I have an announcement to make:
Effective at the beginning of the year, I have stopped using Tumblr for more than posting artwork. From now on, I'll be writing journals a bit more frequently... this is effectively my blog, now. Probably once every couple of weeks, is all.
My life is... really, really good right now. I feel better about things than I have in a very long time. I've been very blessed, lately.
At the end of last semester, I was pretty miserable. I had just applied to one of my school's art programs: Illustration. It was a bit of a gamble - you only get so many shots to get in, and I am late enough in my college career that things are getting dicey. However, I felt really good about my application - I'd talked to a faculty member about it, and he'd encouraged me to try.

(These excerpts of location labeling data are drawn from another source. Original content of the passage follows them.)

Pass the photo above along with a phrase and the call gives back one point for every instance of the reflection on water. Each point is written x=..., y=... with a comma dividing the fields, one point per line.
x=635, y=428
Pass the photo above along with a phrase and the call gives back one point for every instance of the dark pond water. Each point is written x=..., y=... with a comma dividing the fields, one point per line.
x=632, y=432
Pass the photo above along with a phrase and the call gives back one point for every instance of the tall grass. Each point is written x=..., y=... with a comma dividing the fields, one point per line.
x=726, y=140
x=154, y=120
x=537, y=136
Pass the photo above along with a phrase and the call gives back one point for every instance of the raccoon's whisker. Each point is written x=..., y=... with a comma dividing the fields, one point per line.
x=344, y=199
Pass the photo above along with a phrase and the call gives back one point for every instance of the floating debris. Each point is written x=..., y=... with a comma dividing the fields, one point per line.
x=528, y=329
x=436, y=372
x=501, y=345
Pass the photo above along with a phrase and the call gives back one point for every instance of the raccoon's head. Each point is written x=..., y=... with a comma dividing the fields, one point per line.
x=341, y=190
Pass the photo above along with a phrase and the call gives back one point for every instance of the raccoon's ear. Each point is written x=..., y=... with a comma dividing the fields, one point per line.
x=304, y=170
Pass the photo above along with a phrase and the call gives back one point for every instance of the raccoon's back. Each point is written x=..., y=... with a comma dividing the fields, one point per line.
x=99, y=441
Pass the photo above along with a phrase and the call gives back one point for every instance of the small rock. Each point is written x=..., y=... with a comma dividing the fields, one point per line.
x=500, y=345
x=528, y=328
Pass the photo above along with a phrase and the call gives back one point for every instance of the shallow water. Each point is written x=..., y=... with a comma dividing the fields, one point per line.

A few weeks after I submitted the application, I got am email, announcing that the Illustration department had come to a decision, and that all of the applicants could come pick up the letters of acceptance (or not,) and their sketchbooks.
I hadn't turned in a sketchbook - the website hadn't told me that I needed to.
I was in a panic - I thought that my application was a decent one, but suddenly it was missing a large piece. It was mortifying. I went to pick up my letter the next day, completely miserable. The lady at the front desk told me that the sketchbook requirement was new, and they'd only mentioned it in a lecture class that I wasn't enrolled in. She told me that if I didn't get, she could look up some advisers for me to talks to.
So I was 100% sure that I was out of the program, and... that was pretty rough. I put off opening my letter for a while, because I was not ready to deal with rejection.
But, somehow, I got in. I was shocked, and really, really happy. I may have almost cried, actually.
I had to go to work right afterwards, and my coworkers all asked me about it - but it turns out they ALL KNEW BEFORE I DID. The punks. You see, I work for my school's online course department. I'd pinned up some of my art in my cubicle, and my manager thought it was really neat, so she went and grabbed the lady in charge of the Illustrations for the online classes. She was ALSO on the committee that looked over the applications for the Illustration program... and she recognized some of my work.
AND THEN... a few days later, she came in to talk to me... to offer me a job, working as an Illustrator. Something that, I've come to find out, is unheard of for someone who just barely got into the program. (She actually had to explain to me what "thumbnails" and "comps" were - I've just been calling them "roughs" before. )
Anyway... as I said, things are really good for me, right now. I'm a little bit intimidated by my job, and the art classes I'm in aren't easy... but I'm feeling a lot happier than I was about a year ago.